NETWERK VOOR DE INNOVATIEVE INFORMATIEWERKER
Op 29 juni heeft de Minister van BZK een Kamerbrief gestuurd over de stand van zaken wet RGT en hierbij de volgende uitgangspunten geformuleerd:
Horizontaal voorop. Toezicht is een extra borging, de horizontale checks and balances staan voorop. Wat vraagt dit van de horizontale checks and balances?
Toezicht is zo licht mogelijk. Hoe houden we het toezicht zo licht mogelijk, terwijl waar nodig wel effectief kan worden ingegrepen?

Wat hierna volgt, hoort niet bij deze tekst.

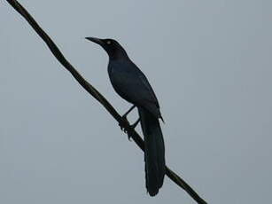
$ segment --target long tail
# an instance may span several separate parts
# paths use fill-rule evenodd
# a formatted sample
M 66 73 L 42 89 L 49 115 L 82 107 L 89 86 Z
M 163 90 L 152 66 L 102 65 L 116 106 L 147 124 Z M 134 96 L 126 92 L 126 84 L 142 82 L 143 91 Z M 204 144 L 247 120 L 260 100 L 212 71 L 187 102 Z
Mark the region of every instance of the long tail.
M 159 119 L 138 107 L 144 137 L 145 185 L 151 196 L 155 196 L 162 186 L 166 173 L 165 147 Z

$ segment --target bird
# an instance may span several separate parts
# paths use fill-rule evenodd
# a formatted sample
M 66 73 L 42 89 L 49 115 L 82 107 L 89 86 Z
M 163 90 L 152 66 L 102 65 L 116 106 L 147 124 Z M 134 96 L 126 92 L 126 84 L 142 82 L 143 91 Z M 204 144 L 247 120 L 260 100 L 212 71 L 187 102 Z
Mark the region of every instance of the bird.
M 125 49 L 114 39 L 86 37 L 99 44 L 108 54 L 107 71 L 114 90 L 125 100 L 133 104 L 124 114 L 127 115 L 137 107 L 144 140 L 145 187 L 150 196 L 155 196 L 162 187 L 166 174 L 165 144 L 159 125 L 159 105 L 147 77 L 129 59 Z

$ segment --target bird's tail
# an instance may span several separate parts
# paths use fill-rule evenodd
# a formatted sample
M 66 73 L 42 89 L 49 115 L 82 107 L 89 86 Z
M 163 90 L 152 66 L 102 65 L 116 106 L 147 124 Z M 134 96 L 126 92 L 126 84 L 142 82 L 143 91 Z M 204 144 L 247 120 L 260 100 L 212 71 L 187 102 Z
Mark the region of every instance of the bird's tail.
M 162 186 L 166 172 L 165 147 L 159 119 L 143 107 L 138 107 L 144 137 L 145 184 L 151 196 Z

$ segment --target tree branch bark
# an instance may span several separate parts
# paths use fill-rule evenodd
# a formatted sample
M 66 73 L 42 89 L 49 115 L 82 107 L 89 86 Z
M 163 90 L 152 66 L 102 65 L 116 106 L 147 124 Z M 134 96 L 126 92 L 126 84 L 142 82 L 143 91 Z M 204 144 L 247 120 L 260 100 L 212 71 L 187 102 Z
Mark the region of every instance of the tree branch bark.
M 40 35 L 40 37 L 45 42 L 52 54 L 68 70 L 74 79 L 92 96 L 94 97 L 108 112 L 109 114 L 127 130 L 128 136 L 130 136 L 136 144 L 144 152 L 144 144 L 139 134 L 130 128 L 128 121 L 123 120 L 122 117 L 117 113 L 114 107 L 107 101 L 107 99 L 98 92 L 98 90 L 89 83 L 81 74 L 69 63 L 69 61 L 64 57 L 55 43 L 50 38 L 50 36 L 42 29 L 37 24 L 35 19 L 27 12 L 27 11 L 16 0 L 7 0 L 7 2 L 19 13 L 29 25 L 35 29 L 35 31 Z M 206 202 L 198 195 L 198 193 L 178 175 L 176 175 L 169 168 L 167 169 L 167 176 L 175 182 L 178 186 L 183 188 L 188 194 L 193 198 L 197 203 L 206 204 Z

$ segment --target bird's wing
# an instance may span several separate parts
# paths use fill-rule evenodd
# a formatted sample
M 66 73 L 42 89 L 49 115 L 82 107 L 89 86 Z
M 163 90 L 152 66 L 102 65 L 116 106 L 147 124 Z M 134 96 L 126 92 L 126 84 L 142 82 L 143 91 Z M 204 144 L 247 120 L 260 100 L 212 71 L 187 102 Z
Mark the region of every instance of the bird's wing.
M 109 71 L 110 79 L 115 91 L 126 100 L 145 107 L 159 117 L 159 106 L 156 95 L 145 75 L 134 64 L 129 67 L 118 67 Z M 114 66 L 114 67 L 115 67 Z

Risicogericht toezicht. Hoe organiseren we toezicht op passende afstand, gericht op de grootte van de risico’s bij de toezichtgenieter, en hoe krijgen we deze risico’s in beeld?

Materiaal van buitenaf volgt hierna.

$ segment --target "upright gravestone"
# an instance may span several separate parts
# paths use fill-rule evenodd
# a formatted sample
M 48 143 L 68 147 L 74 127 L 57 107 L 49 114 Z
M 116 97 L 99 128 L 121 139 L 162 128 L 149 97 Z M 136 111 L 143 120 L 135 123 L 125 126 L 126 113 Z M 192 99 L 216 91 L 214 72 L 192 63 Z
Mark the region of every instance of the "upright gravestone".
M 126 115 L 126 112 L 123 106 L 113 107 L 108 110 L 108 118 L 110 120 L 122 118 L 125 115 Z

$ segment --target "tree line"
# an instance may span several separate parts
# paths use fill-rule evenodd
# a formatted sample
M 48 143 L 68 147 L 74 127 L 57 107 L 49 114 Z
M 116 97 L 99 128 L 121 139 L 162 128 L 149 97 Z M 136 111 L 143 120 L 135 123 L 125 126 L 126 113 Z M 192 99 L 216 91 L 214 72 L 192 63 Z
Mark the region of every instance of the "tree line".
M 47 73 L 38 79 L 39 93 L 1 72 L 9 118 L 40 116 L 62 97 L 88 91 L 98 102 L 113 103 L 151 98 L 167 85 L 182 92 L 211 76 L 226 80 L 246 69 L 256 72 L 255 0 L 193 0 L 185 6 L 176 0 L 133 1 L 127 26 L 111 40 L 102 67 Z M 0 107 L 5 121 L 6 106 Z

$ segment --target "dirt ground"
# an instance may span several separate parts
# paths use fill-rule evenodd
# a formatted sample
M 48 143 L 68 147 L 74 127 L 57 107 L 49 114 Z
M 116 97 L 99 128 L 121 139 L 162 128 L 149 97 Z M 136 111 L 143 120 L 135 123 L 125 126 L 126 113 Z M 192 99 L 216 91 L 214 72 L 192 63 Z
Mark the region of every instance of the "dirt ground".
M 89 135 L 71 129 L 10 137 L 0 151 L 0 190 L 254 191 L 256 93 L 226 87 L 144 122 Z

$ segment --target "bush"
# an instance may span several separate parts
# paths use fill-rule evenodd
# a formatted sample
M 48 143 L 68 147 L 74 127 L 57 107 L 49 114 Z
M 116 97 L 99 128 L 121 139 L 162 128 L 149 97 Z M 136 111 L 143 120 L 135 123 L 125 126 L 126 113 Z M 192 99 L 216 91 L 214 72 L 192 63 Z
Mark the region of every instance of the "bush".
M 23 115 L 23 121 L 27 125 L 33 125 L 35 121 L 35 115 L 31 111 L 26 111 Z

Uniformiteit (methodiek). Hoe kunnen we komen tot een uniforme aanpak zodat de toezichtgenieter zekerheid heeft waar deze aan toe is, , terwijl er ook maatwerk is afhankelijk van de lokale omstandigheden van die toezichtgenieter?

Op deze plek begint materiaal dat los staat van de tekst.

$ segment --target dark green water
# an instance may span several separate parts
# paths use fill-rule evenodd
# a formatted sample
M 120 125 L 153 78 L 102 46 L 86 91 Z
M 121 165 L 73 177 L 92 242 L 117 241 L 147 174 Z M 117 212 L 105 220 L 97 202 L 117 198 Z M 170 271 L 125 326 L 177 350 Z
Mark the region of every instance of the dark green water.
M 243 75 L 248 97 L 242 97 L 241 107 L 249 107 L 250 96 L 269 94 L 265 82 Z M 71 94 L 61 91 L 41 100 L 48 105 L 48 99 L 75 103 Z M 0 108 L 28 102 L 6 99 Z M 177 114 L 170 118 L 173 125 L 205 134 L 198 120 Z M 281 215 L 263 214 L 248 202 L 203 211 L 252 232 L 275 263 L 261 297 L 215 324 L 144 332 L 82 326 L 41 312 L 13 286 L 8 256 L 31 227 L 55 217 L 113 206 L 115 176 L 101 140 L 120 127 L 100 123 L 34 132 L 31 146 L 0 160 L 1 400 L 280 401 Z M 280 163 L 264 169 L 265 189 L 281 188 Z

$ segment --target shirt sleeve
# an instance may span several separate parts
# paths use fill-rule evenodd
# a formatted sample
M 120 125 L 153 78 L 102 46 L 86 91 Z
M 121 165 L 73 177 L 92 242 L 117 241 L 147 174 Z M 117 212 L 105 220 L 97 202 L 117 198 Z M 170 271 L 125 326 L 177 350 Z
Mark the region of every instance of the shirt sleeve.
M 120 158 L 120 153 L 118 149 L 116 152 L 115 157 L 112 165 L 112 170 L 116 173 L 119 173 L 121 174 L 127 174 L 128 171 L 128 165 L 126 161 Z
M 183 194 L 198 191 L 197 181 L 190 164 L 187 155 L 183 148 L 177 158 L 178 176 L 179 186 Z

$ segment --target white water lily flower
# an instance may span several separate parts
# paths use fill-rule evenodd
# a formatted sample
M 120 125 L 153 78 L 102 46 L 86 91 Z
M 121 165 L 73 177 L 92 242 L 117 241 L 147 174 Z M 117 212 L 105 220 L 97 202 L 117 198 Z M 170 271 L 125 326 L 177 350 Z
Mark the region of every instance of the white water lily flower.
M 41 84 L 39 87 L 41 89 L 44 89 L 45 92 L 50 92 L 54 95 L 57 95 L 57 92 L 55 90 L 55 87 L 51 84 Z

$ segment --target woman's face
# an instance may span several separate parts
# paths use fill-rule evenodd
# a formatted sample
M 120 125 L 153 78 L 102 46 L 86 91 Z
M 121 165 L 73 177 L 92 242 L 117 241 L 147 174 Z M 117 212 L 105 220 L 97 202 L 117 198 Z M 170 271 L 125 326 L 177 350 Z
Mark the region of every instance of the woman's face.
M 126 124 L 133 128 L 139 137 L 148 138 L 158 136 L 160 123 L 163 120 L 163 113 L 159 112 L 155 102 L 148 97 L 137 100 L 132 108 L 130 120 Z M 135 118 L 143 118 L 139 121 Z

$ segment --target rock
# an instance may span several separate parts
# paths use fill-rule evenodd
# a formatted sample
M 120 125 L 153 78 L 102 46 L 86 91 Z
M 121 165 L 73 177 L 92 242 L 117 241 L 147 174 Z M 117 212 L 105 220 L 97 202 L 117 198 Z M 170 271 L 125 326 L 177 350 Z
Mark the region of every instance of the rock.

Verbinden van inzichten. Is er meerwaarde te halen uit het combineren van signalen van verschillende interbestuurlijke toezichthouders? Zo ja, hoe organiseren we dit?
Transparant. Hoe richten we toezicht zo in dat voor de toezichtgenieter, maar ook voor de samenleving helder is waarom en hoe de toezichthouder tot een oordeel komt?
Lage lasten. Hoe houden we de lasten van het toezicht laag en hoe kunnen we daarbij zoveel mogelijk informatie hergebruiken?
Deze uitgangspunten worden komende tijd gezamenlijk met de VNG en IPO uitgewerkt, deze werkwijze lijkt een grote stap voorwaarts. Zoals bekend is in Noord-Brabant de verordening systematische toezichtinformatie gewijzigd zonder hoor en wederhoor toe te passen met de gemeenten. Bij de invoering van de wet RGT werd die gelegenheid wel geboden. De toezichtlasten voor de gemeenten zijn sindsdien verzwaard omdat er jaarlijks moet worden verantwoord en voor 2016 tweejaarlijks. Het uitgangspunt van de wet RGT was/is om toezichtlasten te verminderen. Provincies en rijk kennen geen verticale toezichthouders op het gebied van de Archiefwet.
Uit het rapport kan je opmaken dat de rol van het IBT is veranderd. Voor 2012 functioneerde de provinciale toezichthouder vaak (niet in alle provincies) als adviseur van gemeenten en werd er nauwelijks geïnspecteerd.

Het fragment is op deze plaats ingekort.